Lahir pada 1958, Higashino mulai menyukai cerita detektif sejak usia muda. Sebelum menjadi penulis penuh waktu, ia bekerja sebagai insinyur di perusahaan suku cadang otomotif Denso. Di sela pekerjaannya, ia tetap menekuni dunia kepenulisan.
Kariernya mulai menanjak pada 1985. Saat berusia 27 tahun, ia mengirimkan novel debut berjudul After School ke ajang Penghargaan Edogawa Rampo dan berhasil meraih penghargaan tersebut. Kemenangan itu menjadi titik awal perjalanan panjangnya sebagai novelis profesional.
Deretan Karya dan Prestasi
Sepanjang kariernya, Higashino menghasilkan sedikitnya 106 buku. Namanya semakin dikenal secara internasional melalui novel White Night dan The Devotion of Suspect X.
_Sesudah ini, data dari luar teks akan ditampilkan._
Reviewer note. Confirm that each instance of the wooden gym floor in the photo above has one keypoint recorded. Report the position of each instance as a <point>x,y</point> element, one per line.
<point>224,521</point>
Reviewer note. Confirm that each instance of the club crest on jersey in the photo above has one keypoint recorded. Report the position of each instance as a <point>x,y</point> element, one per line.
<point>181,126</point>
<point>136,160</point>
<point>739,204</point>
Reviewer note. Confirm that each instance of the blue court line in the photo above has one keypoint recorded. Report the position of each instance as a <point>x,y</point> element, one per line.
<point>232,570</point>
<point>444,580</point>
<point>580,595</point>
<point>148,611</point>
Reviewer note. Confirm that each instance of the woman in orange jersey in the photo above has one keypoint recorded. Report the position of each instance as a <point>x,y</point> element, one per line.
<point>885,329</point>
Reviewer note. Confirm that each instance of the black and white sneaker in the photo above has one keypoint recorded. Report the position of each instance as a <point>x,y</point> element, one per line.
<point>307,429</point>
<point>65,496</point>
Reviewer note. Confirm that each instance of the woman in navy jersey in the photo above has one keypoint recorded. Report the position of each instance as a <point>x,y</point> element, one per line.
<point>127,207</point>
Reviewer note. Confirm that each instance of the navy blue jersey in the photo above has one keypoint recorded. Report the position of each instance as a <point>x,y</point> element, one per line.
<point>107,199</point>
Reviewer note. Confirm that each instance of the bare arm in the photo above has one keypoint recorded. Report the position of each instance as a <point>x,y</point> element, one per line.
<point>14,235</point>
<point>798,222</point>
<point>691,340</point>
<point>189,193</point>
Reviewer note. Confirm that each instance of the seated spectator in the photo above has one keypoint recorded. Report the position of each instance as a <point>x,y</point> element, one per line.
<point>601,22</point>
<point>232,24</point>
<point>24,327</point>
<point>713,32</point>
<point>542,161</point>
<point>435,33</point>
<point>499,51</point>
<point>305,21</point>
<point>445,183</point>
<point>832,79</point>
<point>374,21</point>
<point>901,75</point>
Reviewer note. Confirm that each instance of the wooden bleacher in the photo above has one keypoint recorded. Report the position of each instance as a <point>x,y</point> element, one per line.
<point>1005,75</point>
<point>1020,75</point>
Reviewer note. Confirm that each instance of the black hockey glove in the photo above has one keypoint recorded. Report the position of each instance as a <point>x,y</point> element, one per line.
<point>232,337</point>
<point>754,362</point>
Novel The Devotion of Suspect X, yang mengangkat duel kecerdasan antara seorang guru matematika dan fisikawan, mengantarkannya meraih Penghargaan Naoki pada 2006. Penghargaan tersebut merupakan salah satu penghargaan sastra paling bergengsi di Jepang.
Selain aktif menulis, Higashino juga pernah menjabat sebagai Presiden Asosiasi Penulis Misteri Jepang pada periode 2009 hingga 2013.
Warisan bagi Dunia Sastra
Popularitas karya Higashino terus meningkat dari tahun ke tahun. Hingga 2023, penjualan buku-bukunya di Jepang telah melampaui 100 juta eksemplar. Berbagai novelnya juga diterjemahkan ke banyak bahasa dan diadaptasi menjadi film maupun serial televisi.
Di balik ketenarannya, Higashino dikenal sebagai pribadi yang jarang tampil di hadapan publik. Ia lebih memilih membiarkan karya-karyanya berbicara kepada para pembaca.
Kepergian Keigo Higashino menjadi kehilangan besar bagi dunia sastra. Meski demikian, warisan cerita misteri yang ia ciptakan diperkirakan akan terus dikenang dan dinikmati lintas generasi.